Bonkers: "That's a good question, Logan. That brings us to the next game, which is called 'Scenes from a Hat'! This is for all four of you." (The audience cheers.) "Logan and Todd, you're over there. Nathaniel and Sharel, you're by me. Now, before the show, we asked our audience members to write down scenes they like to see. We take the good ones, put them in this very fine hat, and we see how many these guys can do, starting with: 'The Diary of Captain Soifon'."

Logan: (Looks to Soifon, who gives him the go-ahead.) "'Dear Diary: Today, Logan held me in a Full Nelson to keep me from killing his girlfriend. It still felt good'." (Audience, including Soifon, laughs; Bonkers buzzes.)

Todd: "It's true, isn't it?"

Logan: "Yep. That actually happened."

Sharel: "'Dear Diary: For exercise today, I ran to kill Kisuke Urahara. I needed that'." (Audience laughs; Bonkers buzzes.)

Logan: "'Dear Diary: Today, Logan left me to deal with Chun-Li. It was one of the most traumatizing moments of my life'." (Audience laughs; Bonkers buzzes.)

Bonkers: (Laughs) "'Unusual items found in Batman's utility belt'."

Nate: (Imitating the Joker.) "Batsy, why is Harley's underwear in your utility belt?" (Audience laughs; Bonkers buzzes.)

Sharel: (Imitating Harley Quinn) "Oh, thanks, Batman! I needed that tampon!" (Audience laughs; Bonkers buzzes.)

Todd: "You must've visited Catwoman enough times to get her bra." (Audience laughs; Bonkers buzzes.)

Sharel: "A water gun?
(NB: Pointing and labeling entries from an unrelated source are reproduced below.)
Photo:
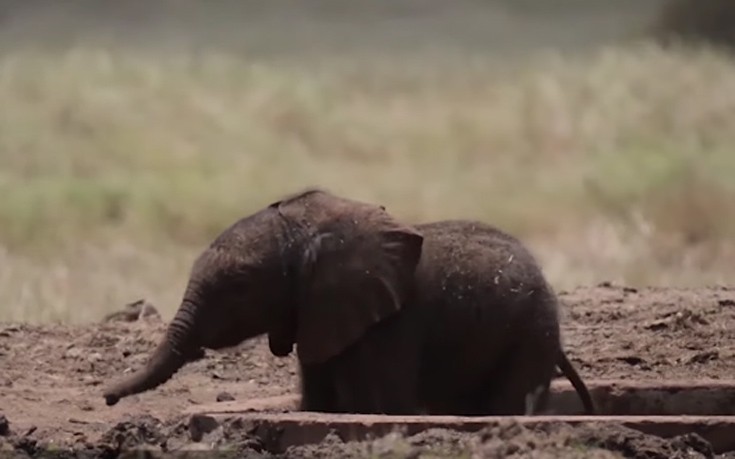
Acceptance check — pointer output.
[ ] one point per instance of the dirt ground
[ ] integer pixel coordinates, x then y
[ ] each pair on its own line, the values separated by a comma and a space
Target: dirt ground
52, 377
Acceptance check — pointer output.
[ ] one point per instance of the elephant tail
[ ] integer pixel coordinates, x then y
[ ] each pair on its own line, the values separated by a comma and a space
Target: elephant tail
568, 370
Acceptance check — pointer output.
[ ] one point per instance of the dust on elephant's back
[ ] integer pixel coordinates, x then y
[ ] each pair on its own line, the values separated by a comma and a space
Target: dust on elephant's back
450, 317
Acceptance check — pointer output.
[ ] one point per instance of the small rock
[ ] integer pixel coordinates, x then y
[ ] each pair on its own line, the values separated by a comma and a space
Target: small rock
4, 425
74, 353
133, 312
632, 359
200, 424
225, 397
704, 357
657, 325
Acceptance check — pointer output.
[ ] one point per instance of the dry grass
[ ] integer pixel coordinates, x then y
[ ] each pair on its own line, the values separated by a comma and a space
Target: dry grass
118, 167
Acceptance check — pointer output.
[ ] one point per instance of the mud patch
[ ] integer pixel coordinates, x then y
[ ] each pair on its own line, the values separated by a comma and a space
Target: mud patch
52, 377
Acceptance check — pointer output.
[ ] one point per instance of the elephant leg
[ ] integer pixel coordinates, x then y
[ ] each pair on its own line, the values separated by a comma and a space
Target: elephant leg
521, 386
379, 373
317, 389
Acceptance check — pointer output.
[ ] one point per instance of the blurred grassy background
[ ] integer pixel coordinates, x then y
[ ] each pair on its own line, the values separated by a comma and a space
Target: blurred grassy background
131, 133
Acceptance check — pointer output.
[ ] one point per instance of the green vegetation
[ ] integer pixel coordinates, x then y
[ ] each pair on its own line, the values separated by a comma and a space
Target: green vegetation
118, 166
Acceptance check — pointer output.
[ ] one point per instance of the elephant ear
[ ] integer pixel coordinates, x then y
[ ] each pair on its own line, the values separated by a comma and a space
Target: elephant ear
355, 272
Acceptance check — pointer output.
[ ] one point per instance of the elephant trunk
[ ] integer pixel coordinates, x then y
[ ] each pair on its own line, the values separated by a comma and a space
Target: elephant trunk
172, 353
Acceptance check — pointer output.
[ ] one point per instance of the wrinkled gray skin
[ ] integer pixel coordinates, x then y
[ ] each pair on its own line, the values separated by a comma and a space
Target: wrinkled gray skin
449, 317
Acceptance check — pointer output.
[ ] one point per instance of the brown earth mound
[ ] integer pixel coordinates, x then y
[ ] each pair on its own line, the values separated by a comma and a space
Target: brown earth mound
51, 381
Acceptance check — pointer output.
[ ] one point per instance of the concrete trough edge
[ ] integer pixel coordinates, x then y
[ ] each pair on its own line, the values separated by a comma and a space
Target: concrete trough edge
282, 430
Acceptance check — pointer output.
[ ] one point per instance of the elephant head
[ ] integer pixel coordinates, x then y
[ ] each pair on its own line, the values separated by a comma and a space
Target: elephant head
314, 270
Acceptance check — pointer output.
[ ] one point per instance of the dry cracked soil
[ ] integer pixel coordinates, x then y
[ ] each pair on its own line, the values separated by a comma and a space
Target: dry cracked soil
52, 377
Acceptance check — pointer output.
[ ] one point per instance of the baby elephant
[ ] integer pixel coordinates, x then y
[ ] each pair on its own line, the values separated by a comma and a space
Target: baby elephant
451, 317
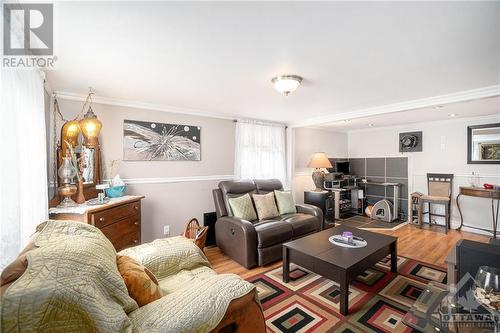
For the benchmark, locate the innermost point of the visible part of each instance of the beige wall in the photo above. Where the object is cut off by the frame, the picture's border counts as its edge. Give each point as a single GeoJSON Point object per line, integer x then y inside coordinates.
{"type": "Point", "coordinates": [307, 141]}
{"type": "Point", "coordinates": [171, 202]}
{"type": "Point", "coordinates": [444, 151]}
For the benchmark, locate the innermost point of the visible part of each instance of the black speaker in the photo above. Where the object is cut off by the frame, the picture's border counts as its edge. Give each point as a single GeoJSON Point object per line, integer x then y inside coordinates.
{"type": "Point", "coordinates": [209, 220]}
Uh-oh!" (Falls over; Audience laughs; Bonkers buzzes.)

Logan: (Imitating Batman.) "A Monster drink? Alfred!" (Audience laughs; Bonkers buzzes.)

Bonkers: "That was funny. Oh man...'Things found in Bonkers' appointment book'." (Audience laughs.)

Logan: "'8:30: Piss off Nate...9:00: Piss off Nate...9:30: Piss off Nate." (Audience laughs; Bonkers buzzes.)

Nate: "'7:00: Spy on Sharel...7:30: Spy on Sharel...8:00: Kill Kiryo...8:30: Watch Jeff Dunham'." (Audience laughs; Bonkers buzzes.)

Logan: "'12:00: Prepare my grave'." (Audience laughs; Bonkers buzzes.)

Bonkers: "That's real funny, Logan."

Nate: "I thought it was."

Todd: "6:00: Pick up..." (Crosses out) "...Blow up date." (Audience laughs; Bonkers buzzes.)

Sharel: "'1:00: Stand in a corner and cry'." (Audience laughs; Bonkers buzzes; Sharel comes back out.) "'8:00: Go die...8:30: Go get murdered...9:00: Go to Hell'." (Audience laughs; Bonkers buzzes 5 times.)

Bonkers: "Okay, that's enough guys. 500 points to Logan, Nathaniel, and Todd. Sharel gets no points because she was cruel to me." (Audience laughs.) That means that Logan's still in the lead. We'll be right back after these messages."

CHAPTER 1 END


Okay, so this is my second Whose Line? fic that I'm trying out. This time, I'm using OCs that I'm also using in Big Leagues. It's a collaboration between me and a couple of buddies of mine, one of them being flameblade89. We'll have to see which two games will be in the next chapter and the chapter after that.